Young Lady
Irina (her early transcription was Irene) lived with her brother in Hartford, Connecticut, attending post-graduate programs at Hartford Public High School in 1931. Her status as a visiting student was threatened when a spurned suitor reported her for working as an artist. She was returned to Ellis Island. Through the intercession of, and personal interview with, Fannie Perkins (then New York State's industrial commissioner and soon to become the first woman to serve as Secretary of Labor) Irina won a reprieve. Later, in a ceremony conducted by Chief Justice Hughes, she became a naturalized citizen. She studied voice, drama and opera. She finished fashion design school in New York City. She served one season as social director at the Sagamore Hotel, where one day her fast action saved the life of the senior Bechtel, Warren A. Bechtel, cementing a life-long friendship with the family.
She was an avid, and ultimately champion, fencer. In one match, January 7, 1934, reported in the New York Times in which her brother, Paul Roudakoff, also competed, the New York Times reports: The Hartford Fencers Club women's team upset New York University's intercollegiate championship women's fencing unit, 10 to 6. Miss Irene (sic) Roudakoff, Hartford, in foils, defeated Miss Seiden, 5-4, Miss Suskin, 5-4, and Miss Mildred Atlas (substitute for Miss Hurwitz), 5-2. She lost to NYU's Miss Harriett Graver, 5-4.
Later she was awarded first prize, in foils, at the 1937 N.E. Women's Championship.
She gave fencing lessons to Amelia Earhart, who offered to give Irina flying lessons in return.
At one point engaged to Katharine Hepburn's brother]] (Irina gave Russian lessons to their mother), ultimately, on September 17, 1942, Irina married Konstantine Belotelkin (May 18, 1905 – July 7, 1996), a classmate of her brother's from the Corps des Pages, a graduate of Yale (MS Forestry '35), and a fellow member of the Russian Ancien Régime. They lived in Hartford, Connecticut and New York City, before settling in San Francisco, California.
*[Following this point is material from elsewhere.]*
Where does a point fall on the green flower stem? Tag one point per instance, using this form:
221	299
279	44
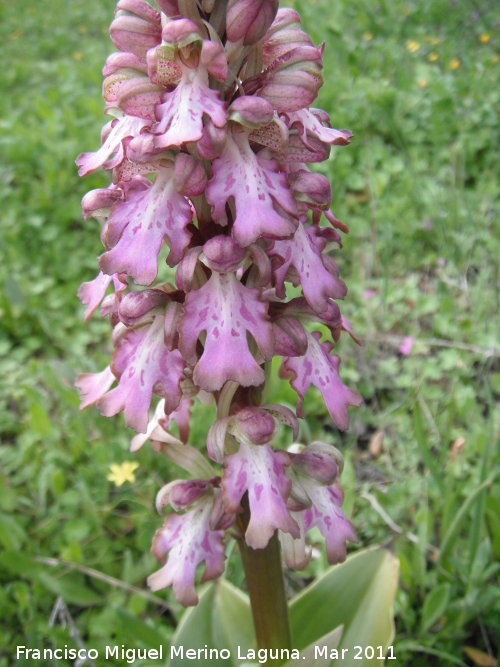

Irina was a masterful hostess, a discipline developed through years of dedicated practice. Here is an early example (May 5, 1943, New York Times) of what became her typical pattern of combining high-entertainment and worthy causes:
Members of the Strykers Lane Auxiliary, Inc., have arranged a Russian supper party in behalf of the Strykers Lane Community Center ... In charge of the arrangements is Mrs. Konstantine Belotelkin, whose aides include Mrs. Morris Ketchum, Mrs. Alistair Cooke, Mrs. Robert Crane Jr., Mrs. Walter Moffitt, and Mrs. Charles Tilton.